Scarlioni is something akin to a time-travelling Goldfinger, and had he met the Doctor’s more Bondian previous incarnation the match between hero and villain might have been too neat. But Tom Baker, by this point, has shifted the Doctor’s persona from Pertwee’s camp Bond to a kind of weird Superman, casually demonstrating completely bizarre powers like skim-reading a book in a second and apparently flying down from the Eiffel Tower. The charm of this, certainly compared to the similarly powerful but more braggadocious Tenth and Eleventh Doctors, is that Baker plays it all so casually, a man bored of his own genius. And maybe that’s why he runs, too. He could use an unprecedentedly powerful space-time machine to get to any point in Paris in less than a second, but it’s too easy for him.
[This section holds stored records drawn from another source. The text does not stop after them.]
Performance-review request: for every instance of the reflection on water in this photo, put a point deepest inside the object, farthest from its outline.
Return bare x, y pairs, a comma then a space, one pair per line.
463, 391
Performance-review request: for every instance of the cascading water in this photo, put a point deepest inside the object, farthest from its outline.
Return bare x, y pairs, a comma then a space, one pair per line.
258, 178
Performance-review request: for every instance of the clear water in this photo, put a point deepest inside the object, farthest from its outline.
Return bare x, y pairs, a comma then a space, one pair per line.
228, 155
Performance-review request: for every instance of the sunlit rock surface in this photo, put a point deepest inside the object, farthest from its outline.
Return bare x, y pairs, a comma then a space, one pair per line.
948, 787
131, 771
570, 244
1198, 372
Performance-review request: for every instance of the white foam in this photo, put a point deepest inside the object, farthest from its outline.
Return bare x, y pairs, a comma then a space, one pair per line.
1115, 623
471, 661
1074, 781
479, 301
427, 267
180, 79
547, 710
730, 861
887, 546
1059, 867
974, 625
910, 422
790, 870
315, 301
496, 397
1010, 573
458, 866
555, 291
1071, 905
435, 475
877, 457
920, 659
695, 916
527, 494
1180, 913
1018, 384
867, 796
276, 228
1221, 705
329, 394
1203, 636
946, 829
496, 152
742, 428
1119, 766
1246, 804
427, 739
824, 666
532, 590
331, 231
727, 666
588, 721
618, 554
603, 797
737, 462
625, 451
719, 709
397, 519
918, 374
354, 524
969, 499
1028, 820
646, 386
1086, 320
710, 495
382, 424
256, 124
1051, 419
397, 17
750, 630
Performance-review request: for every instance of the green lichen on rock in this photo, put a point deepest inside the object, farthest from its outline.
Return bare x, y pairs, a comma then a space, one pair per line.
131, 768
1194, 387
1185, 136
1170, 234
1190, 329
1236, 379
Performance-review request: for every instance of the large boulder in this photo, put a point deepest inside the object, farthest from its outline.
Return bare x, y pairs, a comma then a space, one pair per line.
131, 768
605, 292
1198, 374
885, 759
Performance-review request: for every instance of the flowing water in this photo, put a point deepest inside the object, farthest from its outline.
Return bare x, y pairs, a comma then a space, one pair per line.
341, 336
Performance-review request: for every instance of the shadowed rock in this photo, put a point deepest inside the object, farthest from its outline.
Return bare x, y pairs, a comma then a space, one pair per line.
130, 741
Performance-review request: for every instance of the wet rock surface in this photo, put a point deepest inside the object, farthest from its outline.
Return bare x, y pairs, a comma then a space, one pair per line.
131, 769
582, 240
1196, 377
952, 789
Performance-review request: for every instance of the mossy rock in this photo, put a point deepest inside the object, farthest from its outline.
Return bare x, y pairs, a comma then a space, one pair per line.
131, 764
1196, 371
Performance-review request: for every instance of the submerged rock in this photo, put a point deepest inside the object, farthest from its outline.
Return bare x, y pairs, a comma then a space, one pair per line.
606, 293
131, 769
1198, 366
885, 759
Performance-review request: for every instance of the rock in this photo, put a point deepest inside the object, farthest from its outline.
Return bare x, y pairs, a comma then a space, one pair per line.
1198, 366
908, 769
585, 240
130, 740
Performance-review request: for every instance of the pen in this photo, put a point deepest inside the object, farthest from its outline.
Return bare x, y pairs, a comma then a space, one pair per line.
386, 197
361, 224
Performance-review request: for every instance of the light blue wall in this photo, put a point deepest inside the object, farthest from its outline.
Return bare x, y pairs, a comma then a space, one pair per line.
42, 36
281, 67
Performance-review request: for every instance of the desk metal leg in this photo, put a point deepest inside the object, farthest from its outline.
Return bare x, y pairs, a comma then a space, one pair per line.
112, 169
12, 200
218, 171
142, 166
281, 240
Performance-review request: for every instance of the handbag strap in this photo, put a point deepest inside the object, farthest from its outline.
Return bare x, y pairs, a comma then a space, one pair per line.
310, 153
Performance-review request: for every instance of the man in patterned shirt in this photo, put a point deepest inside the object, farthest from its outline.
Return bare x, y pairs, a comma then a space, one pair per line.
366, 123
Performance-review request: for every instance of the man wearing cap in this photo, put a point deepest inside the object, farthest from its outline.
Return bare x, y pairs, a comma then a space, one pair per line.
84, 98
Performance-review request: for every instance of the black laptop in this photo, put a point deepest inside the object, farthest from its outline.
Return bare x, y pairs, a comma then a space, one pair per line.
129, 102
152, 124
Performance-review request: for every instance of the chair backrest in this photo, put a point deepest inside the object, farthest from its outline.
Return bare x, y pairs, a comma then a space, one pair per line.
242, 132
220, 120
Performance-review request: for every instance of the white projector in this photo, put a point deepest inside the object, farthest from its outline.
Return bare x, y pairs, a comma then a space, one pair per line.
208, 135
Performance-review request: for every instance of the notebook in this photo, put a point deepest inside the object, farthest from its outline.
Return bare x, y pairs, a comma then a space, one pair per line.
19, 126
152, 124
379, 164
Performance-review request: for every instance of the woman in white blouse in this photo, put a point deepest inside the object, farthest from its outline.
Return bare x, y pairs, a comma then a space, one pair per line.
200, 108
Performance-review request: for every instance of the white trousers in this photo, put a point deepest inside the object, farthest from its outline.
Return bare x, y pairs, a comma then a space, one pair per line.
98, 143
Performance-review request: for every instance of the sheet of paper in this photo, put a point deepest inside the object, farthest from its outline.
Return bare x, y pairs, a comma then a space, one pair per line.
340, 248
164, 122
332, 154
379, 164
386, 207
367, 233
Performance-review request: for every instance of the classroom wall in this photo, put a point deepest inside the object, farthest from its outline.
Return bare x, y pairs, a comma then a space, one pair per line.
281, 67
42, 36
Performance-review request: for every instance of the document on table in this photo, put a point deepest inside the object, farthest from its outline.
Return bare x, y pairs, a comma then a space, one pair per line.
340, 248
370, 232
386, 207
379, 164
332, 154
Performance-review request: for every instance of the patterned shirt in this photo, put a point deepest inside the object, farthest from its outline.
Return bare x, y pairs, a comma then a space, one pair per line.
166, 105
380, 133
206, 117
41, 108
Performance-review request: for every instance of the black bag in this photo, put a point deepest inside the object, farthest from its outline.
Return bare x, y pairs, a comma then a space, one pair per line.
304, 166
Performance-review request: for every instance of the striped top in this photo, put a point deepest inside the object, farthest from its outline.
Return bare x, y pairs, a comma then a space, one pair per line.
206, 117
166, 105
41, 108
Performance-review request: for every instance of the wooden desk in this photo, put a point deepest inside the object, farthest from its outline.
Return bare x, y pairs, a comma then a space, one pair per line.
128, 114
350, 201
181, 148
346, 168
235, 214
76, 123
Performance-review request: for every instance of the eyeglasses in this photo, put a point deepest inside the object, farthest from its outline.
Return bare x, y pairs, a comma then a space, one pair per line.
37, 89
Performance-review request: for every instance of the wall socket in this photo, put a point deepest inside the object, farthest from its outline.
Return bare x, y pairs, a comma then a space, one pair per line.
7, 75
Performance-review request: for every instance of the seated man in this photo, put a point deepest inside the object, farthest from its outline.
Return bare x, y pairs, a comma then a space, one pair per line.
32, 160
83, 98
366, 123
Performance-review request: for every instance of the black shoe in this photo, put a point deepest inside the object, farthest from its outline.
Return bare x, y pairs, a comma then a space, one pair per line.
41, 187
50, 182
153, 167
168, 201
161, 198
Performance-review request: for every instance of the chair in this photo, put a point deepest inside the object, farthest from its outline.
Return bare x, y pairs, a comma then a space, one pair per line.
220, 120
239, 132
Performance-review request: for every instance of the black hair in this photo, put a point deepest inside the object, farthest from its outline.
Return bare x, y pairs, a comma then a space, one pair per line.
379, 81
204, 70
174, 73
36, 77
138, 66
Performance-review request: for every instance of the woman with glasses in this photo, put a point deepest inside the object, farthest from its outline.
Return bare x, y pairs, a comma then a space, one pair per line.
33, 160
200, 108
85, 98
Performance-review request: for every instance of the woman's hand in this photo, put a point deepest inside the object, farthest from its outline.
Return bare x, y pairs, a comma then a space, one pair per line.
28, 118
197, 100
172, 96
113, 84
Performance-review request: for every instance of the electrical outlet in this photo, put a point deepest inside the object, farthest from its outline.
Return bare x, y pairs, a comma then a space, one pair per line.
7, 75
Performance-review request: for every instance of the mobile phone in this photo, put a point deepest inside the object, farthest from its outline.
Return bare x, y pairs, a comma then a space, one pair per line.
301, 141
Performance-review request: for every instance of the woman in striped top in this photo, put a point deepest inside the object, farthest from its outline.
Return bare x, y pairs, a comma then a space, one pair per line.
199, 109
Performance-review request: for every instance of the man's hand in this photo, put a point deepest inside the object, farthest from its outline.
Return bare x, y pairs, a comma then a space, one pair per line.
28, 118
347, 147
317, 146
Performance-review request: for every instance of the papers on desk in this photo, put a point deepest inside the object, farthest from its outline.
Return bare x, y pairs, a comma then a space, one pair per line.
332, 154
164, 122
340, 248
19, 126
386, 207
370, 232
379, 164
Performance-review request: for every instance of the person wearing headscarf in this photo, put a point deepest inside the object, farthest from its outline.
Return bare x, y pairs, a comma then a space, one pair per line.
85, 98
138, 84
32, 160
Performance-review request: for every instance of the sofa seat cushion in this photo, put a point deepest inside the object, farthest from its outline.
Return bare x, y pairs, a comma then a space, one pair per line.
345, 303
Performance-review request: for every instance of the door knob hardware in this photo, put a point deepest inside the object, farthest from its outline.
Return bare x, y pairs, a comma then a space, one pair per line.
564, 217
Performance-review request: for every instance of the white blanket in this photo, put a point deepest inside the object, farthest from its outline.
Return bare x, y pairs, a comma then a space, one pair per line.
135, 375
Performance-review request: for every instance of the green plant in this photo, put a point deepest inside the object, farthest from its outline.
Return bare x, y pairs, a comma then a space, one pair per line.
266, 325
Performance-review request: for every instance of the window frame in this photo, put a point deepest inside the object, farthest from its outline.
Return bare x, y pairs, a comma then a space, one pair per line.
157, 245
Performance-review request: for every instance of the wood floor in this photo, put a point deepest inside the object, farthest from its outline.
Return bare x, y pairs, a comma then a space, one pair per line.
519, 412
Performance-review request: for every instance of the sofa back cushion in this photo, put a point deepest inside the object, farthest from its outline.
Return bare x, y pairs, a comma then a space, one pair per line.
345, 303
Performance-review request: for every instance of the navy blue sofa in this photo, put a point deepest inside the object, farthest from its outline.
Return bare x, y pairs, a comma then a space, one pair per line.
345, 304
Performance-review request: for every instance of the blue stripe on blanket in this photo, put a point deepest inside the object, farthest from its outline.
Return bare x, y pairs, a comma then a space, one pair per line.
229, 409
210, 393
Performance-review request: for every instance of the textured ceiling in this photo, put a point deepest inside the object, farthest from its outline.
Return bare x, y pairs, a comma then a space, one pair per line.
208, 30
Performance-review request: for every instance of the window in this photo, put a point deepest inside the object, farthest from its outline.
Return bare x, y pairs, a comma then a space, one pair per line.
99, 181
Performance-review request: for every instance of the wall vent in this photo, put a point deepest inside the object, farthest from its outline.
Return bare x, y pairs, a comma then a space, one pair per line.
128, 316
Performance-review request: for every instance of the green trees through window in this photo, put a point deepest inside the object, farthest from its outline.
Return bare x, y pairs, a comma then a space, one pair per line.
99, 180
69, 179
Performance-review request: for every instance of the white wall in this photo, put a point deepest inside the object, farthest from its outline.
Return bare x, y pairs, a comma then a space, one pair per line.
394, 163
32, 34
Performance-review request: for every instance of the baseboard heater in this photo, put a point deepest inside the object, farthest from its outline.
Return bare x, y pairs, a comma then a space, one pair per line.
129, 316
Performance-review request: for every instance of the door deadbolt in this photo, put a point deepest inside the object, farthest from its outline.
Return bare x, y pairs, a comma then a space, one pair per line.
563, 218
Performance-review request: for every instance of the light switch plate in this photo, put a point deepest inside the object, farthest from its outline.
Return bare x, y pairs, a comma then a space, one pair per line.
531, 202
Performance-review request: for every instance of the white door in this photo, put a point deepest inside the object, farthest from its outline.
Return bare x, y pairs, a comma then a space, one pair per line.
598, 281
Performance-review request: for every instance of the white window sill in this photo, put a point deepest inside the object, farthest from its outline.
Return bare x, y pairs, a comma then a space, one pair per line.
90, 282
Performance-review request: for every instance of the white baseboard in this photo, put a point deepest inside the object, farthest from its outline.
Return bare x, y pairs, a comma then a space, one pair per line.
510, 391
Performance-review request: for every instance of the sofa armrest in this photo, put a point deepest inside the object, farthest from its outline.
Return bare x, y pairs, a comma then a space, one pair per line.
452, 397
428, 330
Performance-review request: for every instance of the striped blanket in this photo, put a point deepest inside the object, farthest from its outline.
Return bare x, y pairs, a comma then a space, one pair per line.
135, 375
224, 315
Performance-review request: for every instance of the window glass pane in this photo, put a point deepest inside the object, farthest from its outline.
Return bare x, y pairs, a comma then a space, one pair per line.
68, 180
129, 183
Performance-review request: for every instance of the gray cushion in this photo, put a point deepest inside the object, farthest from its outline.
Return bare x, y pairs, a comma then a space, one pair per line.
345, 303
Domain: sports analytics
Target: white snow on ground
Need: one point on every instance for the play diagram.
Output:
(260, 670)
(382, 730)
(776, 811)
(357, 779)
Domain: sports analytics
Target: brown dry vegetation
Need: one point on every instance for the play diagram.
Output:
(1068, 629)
There is very little charm in being perfect all the time, but when we see the Doctor and Romana haring through real Paris locations, coats and scarves trailing behind us, Dudley Simpson blasting on the soundtrack – there is real atmosphere, real magic there. The irony is that this hymn to messiness, where the Doctor becomes an early AI refusenik by scorning Romana’s advocacy for machine-produced art in favour of the idiosyncrasy of the human hand and eye, comes as part of a story which is, itself, perfect.